With Germany's [aging population](https://arc.aarpinternational.org/countries/germany#:~:text=Germany's%20population%20age%2065%20and,about%2041%20million%20by%202050.) where 41% of the germany population is projected to be 65+ by 2050, the combination of low birth rates and higher death rates as a result of an aging population would result in a negative natural increase. 

## Conclusion

In this project, we have analyzed various demographic statistics for all the countries in the world from the CIA World Factbook 2015. Below is a summary of our findings (Top 3) for each category:

- The Largest Population
    - China
    - India
    - United States
- The Smallest Population
    - Pitcairn Islands
    - Cocos (Keeling) Islands
    - Holy See (Vatican City)
- The Highest Population Density
    - Macau
    - Monaco
    - Singapore
- The Lowest Population Density
    - Greenland
    - Svalbard
    - Falkland Islands (Islas Malvinas)
- The Highest Birth Rates
    - Niger
    - Mali
    - Uganda
- The Lowest Birth Rates
    - Monaco
    - Saint Pierre and Miquelon
    - Japan
- The Highest Death Rates
    - Lesotho
    - Ukraine
    - Bulgaria
- The Lowest Death Rates
    - Qatar
    - United Arab Emirates
    - Kuwait
- The Largest Natural Increase Rate
    - Malawi
    - Uganda
    - Niger
- The Smallest Natural Increase Rate
    - Bulgaria
    - Serbia
    - Latvia

#### Findings:
- African countries tended to have high birth and death rates.
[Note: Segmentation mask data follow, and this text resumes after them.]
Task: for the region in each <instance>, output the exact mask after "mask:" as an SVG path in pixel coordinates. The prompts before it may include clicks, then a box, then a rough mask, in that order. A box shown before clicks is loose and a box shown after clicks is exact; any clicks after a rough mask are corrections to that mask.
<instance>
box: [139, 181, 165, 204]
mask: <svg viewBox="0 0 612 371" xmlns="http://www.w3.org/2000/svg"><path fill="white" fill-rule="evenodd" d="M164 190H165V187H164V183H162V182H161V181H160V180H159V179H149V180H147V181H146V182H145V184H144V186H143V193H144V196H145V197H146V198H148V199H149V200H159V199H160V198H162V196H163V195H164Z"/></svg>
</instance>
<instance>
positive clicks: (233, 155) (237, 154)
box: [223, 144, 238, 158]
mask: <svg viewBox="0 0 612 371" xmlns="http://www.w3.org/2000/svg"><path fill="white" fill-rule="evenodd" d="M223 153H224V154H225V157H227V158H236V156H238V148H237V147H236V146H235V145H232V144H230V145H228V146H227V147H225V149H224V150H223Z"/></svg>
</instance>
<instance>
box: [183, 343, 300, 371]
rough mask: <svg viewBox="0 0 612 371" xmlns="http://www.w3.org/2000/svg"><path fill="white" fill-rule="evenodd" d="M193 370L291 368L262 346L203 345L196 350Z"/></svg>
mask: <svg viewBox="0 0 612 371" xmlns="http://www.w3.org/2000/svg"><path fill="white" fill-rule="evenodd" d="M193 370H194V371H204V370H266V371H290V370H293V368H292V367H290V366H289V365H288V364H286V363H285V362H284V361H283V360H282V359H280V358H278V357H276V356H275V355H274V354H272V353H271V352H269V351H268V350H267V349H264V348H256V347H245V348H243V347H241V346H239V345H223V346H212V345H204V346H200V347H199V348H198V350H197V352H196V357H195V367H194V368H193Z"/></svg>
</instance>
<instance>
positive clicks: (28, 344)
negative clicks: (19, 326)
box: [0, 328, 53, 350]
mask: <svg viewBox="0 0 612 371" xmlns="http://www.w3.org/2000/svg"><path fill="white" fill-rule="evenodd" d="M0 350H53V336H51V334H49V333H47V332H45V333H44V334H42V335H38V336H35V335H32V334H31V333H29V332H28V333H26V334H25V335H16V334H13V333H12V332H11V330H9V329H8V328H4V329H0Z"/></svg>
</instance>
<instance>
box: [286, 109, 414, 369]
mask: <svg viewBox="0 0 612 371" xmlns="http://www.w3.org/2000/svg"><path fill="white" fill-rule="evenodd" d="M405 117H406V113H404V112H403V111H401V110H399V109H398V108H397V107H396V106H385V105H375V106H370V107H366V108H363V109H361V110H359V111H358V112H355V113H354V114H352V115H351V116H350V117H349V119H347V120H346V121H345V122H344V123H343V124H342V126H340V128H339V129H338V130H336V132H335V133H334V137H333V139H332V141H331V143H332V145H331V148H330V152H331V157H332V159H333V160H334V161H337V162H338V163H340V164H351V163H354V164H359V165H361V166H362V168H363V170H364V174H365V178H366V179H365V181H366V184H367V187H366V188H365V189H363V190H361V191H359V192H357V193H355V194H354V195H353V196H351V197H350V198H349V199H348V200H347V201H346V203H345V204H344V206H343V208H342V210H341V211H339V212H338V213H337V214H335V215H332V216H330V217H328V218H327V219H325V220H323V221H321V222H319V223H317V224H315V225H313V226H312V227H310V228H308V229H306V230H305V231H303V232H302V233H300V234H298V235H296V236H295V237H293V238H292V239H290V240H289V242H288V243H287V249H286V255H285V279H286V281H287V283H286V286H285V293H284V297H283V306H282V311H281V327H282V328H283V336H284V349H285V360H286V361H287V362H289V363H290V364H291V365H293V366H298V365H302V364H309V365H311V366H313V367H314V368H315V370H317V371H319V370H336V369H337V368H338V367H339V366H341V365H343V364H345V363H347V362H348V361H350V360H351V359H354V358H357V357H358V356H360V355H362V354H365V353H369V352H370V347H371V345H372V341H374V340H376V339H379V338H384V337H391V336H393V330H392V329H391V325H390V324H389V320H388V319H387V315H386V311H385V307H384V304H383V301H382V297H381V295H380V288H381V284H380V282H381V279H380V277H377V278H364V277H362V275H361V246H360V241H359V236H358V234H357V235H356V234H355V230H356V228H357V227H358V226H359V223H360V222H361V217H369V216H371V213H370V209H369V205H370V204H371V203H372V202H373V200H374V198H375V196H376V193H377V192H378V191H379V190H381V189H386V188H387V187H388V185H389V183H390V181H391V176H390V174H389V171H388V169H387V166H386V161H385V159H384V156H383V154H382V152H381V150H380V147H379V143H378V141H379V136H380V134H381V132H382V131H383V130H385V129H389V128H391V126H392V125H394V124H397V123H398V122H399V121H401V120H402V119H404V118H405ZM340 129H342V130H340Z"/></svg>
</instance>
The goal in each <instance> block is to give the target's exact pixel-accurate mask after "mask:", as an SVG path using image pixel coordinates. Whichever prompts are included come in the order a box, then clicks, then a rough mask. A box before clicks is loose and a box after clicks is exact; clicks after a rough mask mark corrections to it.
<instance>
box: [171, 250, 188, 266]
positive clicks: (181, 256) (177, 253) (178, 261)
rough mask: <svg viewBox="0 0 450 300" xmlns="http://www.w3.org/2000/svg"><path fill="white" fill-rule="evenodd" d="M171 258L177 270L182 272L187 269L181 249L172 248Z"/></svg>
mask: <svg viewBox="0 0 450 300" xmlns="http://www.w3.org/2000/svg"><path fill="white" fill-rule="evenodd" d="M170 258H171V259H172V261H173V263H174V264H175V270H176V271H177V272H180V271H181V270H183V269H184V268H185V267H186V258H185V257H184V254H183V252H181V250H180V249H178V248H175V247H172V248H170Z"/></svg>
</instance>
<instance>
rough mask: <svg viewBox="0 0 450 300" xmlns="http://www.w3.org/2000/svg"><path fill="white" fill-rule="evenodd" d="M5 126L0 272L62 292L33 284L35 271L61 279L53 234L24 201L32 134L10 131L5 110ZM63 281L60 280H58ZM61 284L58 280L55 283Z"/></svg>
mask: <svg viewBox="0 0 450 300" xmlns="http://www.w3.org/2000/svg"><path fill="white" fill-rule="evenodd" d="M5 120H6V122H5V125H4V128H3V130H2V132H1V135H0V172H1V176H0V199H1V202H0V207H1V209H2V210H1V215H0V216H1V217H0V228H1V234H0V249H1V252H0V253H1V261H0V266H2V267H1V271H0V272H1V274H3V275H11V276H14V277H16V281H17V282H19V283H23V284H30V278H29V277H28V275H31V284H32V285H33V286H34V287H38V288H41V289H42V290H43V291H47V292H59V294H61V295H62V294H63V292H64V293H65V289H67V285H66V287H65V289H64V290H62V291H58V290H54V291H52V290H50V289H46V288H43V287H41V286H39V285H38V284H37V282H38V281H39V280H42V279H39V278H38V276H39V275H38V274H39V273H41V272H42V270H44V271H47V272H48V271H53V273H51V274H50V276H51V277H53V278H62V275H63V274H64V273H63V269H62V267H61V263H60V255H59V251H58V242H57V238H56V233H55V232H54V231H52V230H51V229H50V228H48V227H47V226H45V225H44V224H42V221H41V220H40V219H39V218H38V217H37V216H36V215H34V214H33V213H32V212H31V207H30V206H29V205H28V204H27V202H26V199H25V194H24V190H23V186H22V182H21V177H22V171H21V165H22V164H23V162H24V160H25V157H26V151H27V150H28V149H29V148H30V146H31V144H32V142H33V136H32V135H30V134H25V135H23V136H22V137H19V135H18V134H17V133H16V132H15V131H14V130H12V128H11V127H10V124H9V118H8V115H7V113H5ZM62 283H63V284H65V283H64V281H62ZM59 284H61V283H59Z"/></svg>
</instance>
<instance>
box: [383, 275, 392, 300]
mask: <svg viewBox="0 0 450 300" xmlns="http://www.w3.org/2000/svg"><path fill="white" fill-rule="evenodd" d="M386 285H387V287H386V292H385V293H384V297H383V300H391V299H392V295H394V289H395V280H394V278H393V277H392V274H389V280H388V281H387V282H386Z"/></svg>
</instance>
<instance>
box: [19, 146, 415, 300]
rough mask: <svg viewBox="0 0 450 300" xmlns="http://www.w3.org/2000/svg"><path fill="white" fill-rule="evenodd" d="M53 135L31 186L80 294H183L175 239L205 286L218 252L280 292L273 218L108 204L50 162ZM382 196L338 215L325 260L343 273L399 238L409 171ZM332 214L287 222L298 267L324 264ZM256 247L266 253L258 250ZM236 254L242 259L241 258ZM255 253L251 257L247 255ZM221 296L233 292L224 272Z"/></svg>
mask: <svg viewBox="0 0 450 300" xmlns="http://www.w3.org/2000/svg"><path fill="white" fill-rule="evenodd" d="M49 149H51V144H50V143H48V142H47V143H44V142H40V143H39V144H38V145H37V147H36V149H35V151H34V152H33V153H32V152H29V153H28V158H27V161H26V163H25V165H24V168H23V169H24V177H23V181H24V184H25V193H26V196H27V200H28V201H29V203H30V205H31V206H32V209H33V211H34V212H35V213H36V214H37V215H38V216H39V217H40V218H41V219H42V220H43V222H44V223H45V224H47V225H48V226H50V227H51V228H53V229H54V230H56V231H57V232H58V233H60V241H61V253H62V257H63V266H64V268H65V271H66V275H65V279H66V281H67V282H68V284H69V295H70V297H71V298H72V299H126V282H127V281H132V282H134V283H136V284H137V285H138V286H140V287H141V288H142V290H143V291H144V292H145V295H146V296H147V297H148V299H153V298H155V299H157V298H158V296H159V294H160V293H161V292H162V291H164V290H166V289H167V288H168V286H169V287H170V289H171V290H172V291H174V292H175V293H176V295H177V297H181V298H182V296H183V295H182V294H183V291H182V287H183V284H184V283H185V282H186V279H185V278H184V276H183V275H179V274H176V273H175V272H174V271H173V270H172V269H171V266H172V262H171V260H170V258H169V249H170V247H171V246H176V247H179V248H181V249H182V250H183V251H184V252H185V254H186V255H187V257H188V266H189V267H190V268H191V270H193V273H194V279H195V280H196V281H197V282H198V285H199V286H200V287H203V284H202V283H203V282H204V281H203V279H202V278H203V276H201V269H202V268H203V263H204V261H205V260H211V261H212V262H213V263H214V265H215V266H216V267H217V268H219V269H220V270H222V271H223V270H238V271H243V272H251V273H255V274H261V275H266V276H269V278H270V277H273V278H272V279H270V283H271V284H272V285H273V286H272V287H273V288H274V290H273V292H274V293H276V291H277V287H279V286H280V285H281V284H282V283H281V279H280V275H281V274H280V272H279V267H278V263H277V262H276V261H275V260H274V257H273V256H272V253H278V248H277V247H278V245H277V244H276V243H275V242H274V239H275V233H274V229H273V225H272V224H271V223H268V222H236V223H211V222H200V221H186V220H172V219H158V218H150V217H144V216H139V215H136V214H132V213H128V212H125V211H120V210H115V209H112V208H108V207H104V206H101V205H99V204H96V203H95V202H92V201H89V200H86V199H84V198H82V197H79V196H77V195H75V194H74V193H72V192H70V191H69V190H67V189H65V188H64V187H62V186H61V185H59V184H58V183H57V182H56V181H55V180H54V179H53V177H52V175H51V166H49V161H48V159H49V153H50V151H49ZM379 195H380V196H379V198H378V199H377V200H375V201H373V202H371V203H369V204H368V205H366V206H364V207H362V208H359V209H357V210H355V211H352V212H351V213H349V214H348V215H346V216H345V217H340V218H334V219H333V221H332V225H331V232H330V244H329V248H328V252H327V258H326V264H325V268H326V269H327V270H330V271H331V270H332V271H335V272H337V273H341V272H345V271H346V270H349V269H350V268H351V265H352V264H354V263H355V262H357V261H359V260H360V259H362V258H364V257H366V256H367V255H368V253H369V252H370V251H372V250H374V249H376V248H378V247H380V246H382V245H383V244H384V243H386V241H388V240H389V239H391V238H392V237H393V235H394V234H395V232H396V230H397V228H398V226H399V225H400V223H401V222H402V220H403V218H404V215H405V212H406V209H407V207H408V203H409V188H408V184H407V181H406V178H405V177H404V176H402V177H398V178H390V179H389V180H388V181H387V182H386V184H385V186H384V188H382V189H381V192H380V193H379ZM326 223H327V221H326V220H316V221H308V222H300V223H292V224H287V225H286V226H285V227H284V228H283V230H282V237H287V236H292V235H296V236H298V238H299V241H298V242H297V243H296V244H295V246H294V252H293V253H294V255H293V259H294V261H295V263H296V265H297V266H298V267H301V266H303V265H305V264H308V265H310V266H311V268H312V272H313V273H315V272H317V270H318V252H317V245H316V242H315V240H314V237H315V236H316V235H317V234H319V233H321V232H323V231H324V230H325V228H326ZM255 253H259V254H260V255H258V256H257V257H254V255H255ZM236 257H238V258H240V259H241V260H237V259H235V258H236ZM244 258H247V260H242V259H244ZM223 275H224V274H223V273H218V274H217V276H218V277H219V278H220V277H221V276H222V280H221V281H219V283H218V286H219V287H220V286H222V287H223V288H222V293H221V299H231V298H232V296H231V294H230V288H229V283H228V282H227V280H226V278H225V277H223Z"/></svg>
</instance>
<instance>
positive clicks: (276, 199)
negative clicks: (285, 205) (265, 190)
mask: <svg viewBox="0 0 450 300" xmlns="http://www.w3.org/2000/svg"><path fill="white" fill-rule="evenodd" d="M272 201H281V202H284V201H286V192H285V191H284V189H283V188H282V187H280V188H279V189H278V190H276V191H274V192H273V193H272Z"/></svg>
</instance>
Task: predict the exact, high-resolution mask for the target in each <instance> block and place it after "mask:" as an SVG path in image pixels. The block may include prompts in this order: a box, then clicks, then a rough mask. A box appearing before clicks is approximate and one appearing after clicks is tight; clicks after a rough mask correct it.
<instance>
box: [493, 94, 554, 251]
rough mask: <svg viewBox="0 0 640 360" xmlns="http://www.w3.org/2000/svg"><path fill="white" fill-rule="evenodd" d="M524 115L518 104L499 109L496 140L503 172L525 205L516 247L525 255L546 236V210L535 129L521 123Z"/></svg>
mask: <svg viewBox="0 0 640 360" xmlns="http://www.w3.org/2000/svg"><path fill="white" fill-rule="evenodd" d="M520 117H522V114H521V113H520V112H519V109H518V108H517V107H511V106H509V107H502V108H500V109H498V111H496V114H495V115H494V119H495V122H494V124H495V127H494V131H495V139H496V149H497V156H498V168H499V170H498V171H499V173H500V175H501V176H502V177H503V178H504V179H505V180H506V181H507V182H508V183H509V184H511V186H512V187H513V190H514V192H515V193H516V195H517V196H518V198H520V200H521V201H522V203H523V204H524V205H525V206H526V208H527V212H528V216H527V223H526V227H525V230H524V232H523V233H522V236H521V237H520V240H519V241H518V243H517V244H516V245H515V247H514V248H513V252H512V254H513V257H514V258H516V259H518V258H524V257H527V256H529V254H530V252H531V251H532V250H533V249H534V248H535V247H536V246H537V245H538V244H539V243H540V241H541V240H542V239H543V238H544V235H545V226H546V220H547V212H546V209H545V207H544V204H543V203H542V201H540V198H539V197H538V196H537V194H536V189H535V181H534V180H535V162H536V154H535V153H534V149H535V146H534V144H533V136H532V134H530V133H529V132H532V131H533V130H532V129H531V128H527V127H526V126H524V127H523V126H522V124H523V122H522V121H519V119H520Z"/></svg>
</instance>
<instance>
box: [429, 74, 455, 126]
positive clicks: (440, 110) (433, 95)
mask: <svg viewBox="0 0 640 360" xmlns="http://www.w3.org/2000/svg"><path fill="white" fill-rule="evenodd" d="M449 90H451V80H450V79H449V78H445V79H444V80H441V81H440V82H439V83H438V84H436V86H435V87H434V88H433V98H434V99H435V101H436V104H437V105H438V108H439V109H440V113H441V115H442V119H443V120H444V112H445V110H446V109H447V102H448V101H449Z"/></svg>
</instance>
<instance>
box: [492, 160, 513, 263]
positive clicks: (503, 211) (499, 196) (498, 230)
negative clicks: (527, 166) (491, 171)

Despite the high death rates, the much higher birth rates result in high natural increase rates
- Eastern European countries tended to have high death rates which would sometimes result in small natural increase rates. 
- Middle East countries (Developed) have the lowest death rates as a result of a heavy investments in healthcare.
- Macau and Monaco have such small area with such a large population that they have the highest (5-figure) population density.
- Greenland and Svalbard have such large areas with a small population that results in having population density in the low hundreths place (0.03).